Espresso #10: A new ice(berg) age, revisiting old designs, and thriving on constraints
The inevitable Apache Iceberg era, the often-overlooked benefits of frequently revisiting design decisions, and the upsides of working in constraint-heavy environments.
Hello data friends,
This month, we’re diving into the inevitable Apache Iceberg era, the often-overlooked benefits of frequently revisiting design decisions, and the upsides of working in constraint-heavy environments. So, without further ado, let’s talk data engineering while the espresso (or cappuccino if you’re feeling adventurous) is still hot.

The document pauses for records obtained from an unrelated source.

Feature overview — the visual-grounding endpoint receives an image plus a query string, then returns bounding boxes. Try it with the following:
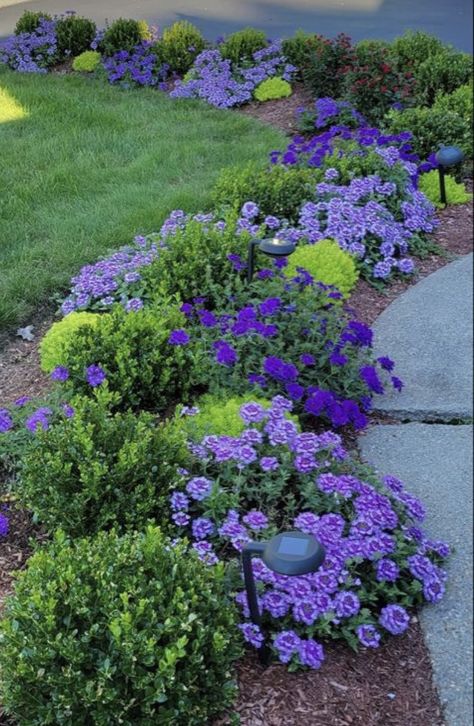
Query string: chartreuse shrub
[15,10,52,35]
[418,171,472,207]
[72,50,100,73]
[219,28,268,65]
[0,526,241,726]
[283,239,359,298]
[39,312,99,373]
[212,162,323,221]
[156,20,206,75]
[58,304,192,411]
[253,76,291,101]
[16,387,186,537]
[99,18,149,56]
[56,14,97,58]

How to navigate an Ice(berg) age
Apache Iceberg is all the rage in the data space. After a half-decade showdown between Hudi, Delta Lake, and Iceberg, the latter has emerged as the de facto modern table format, becoming the central piece of the increasingly composable data stack. While there’s been plenty of great content about Iceberg’s ascent, in this edition of Data Espresso, I want to offer my perspective on two questions many data teams are grappling with:
1. “I bet on Hudi or Delta Lake, should I migrate to Iceberg?”
If you built your data platform around Apache Hudi or Delta Lake, you might be wondering how Iceberg’s dominance will impact your data platform in the coming years, and whether a migration is warranted.
Here’s a heuristic I’ve observed: once a data technology gets its own dedicated conference, you know it’s going to dominate the discourse (and feature prominently in data stack diagrams) for at least a few years. This "de facto standard" status translates directly into ecosystem focus. While Hudi and Delta Lake aren’t disappearing overnight, the reality is that new tools and integrations across the data landscape will likely prioritize Iceberg compatibility first.
This shift will result in some friction for Hudi/Delta Lake shops. It’s not necessarily that existing Hudi/Delta integrations will break, but rather that the Iceberg path will likely receive new features, performance enhancements, and smoother integrations more rapidly. You might find yourself waiting longer for support or missing out on optimizations readily available to Iceberg users — and this gap is likely to widen over the next few years. A good historical parallel is the Parquet vs. ORC situation: While ORC remained in use, Parquet consistently had broader and earlier support across the ecosystem, making it the smoother choice for many.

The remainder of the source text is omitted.